Нанна была уже дома, и они, не проронив ни слова, уложили Флоренс в постель.
Утром следующего дня Малколм сбивчиво объяснил своему начальнику, что у его жены была сильная простуда и ее поведение объясняется воздействием лекарств.
Это неубедительное объяснение было встречено с пониманием и сочувствием. Последнего было, пожалуй, слишком много, и Малколм понял, что это первый удар погребального колокола, предвещающего близкий конец его карьеры.
В том, что его, удобно устроившегося на диване спального вагона, мчал сейчас через ночь «Голубой экспресс», Малколм видел нечто символическое.
Слова «магия Лазурного берега» попались ему на глаза, когда он раскрыл рекламную страницу газеты. Эти слова возродили в нем тот остаток воображения, который он всегда подсознательно берег.
И на мгновение перед его мысленным взором возникли лазурное море, цветущие мимозы, высокое, в звездах небо, ленивый плеск волн, набегавших на золотую полоску песка.
Он понял в какой долгой — целых десять лет — дремоте пребывало его воображение.
Приехав в отель, он предоставил лакею распаковать чемоданы в своем просторном, с видом на море номере.

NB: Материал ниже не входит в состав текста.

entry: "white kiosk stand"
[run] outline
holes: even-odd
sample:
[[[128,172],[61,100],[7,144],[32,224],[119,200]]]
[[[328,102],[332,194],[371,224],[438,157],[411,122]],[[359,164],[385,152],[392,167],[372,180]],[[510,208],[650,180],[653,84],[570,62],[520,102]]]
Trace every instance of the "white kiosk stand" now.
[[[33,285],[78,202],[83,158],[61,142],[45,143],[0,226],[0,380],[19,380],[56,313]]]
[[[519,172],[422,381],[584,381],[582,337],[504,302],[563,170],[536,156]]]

Пока тот ходил от чемодана к шкафу, развешивая и раскладывая вещи по своим местам, Малколм отдыхал в кресле, любуясь тем, как щедро светит солнце в окно.
Время от времени на хорошем французском он инструктировал слугу, куда лучше положить ту или иную вещь.

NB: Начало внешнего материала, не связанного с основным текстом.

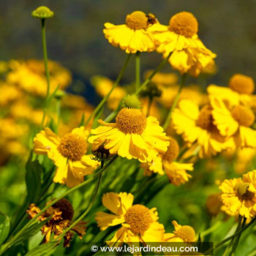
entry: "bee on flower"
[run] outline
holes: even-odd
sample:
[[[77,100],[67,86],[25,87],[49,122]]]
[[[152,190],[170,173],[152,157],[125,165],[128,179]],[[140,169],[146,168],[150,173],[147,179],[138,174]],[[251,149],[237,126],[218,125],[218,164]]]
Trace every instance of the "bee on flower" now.
[[[87,152],[89,131],[75,128],[61,138],[46,127],[34,139],[34,152],[47,154],[57,167],[53,181],[72,187],[83,181],[99,165]]]
[[[31,203],[26,212],[30,218],[33,218],[40,212],[40,209],[34,203]],[[38,217],[37,220],[39,222],[51,217],[41,229],[42,235],[45,236],[43,243],[49,242],[52,233],[54,234],[54,238],[61,235],[72,224],[73,216],[74,209],[72,204],[67,199],[62,198]],[[64,241],[64,247],[69,246],[70,240],[74,236],[74,233],[71,231],[75,231],[82,239],[83,235],[86,234],[86,222],[80,221],[71,230],[66,233]]]
[[[148,29],[160,43],[157,50],[164,58],[173,53],[169,62],[181,73],[190,71],[197,76],[214,63],[216,54],[198,38],[198,23],[191,12],[178,12],[170,19],[169,26],[156,23]]]
[[[101,230],[121,225],[109,244],[119,243],[157,242],[163,239],[164,226],[159,224],[156,208],[151,209],[135,204],[130,193],[109,192],[103,195],[102,204],[111,214],[98,212],[96,221]]]
[[[192,243],[195,241],[195,232],[192,227],[181,225],[176,220],[172,222],[174,226],[173,233],[165,233],[165,241],[167,242],[185,242]]]
[[[152,173],[164,175],[166,173],[170,182],[175,186],[179,186],[187,182],[191,175],[187,171],[193,170],[193,164],[179,163],[175,161],[179,154],[179,146],[177,141],[169,137],[170,146],[164,154],[159,154],[151,162],[142,163],[144,168],[144,175],[150,176]]]
[[[137,108],[122,108],[116,116],[116,123],[101,124],[91,130],[88,141],[92,150],[104,145],[111,154],[140,162],[151,162],[159,153],[165,153],[169,146],[168,138],[156,118],[146,117]]]

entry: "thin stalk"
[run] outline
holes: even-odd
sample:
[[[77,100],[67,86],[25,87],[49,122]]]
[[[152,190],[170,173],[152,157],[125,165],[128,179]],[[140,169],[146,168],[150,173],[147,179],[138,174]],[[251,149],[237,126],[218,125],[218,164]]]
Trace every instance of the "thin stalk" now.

Малколм был педантично аккуратен, что свойственно привыкшим к одиночеству мужчинам. В их доме в Лондоне его спальня была образцом аккуратности и порядка.
Он не стал использовать в качестве спальни гардеробную, примыкавшую к спальне Флоренс. Она была отдана в распоряжение Нанны, чтобы та была поближе к хозяйке. Малколм выбрал большую, холодную комнату на другой стороне лестничной площадки и с каким-то садистским удовольствием обставил ее с суровостью монастырской кельи.
Лакей, закончив свою работу, поклонился и ушел. Но не успел он покинуть номер, как Малколм снова вызвал его и попросил немедленно заказать цветы.
Солнце и пейзаж за окном внезапно вызвали в нем страстное желание наполнить комнату цветами. Это было странной причудой, неким даже капризом, и сделай это кто-то другой, он бы сам позлословил над ним. Вскоре горничная внесла несколько ваз с золотистой мимозой и две большие вазы с благоухающей гвоздикой. И Малколм почувствовал какое-то необъяснимое удовольствие.
Щедрый солнечный свет, льющийся в окна, успокаивал, позволял расслабиться. Малколм долго лежал, закрыв глаза, но потом поднялся, снял с себя дорожную одежду, принял ванну и переоделся.
Вместе с пылью и копотью он смыл с себя, казалось, и кое-что из своего прошлого — ту неестественную сдержанность, которая, он чувствовал, словно тонкий слой чего-то чужеродного, уже дала трещину и начала разрушаться.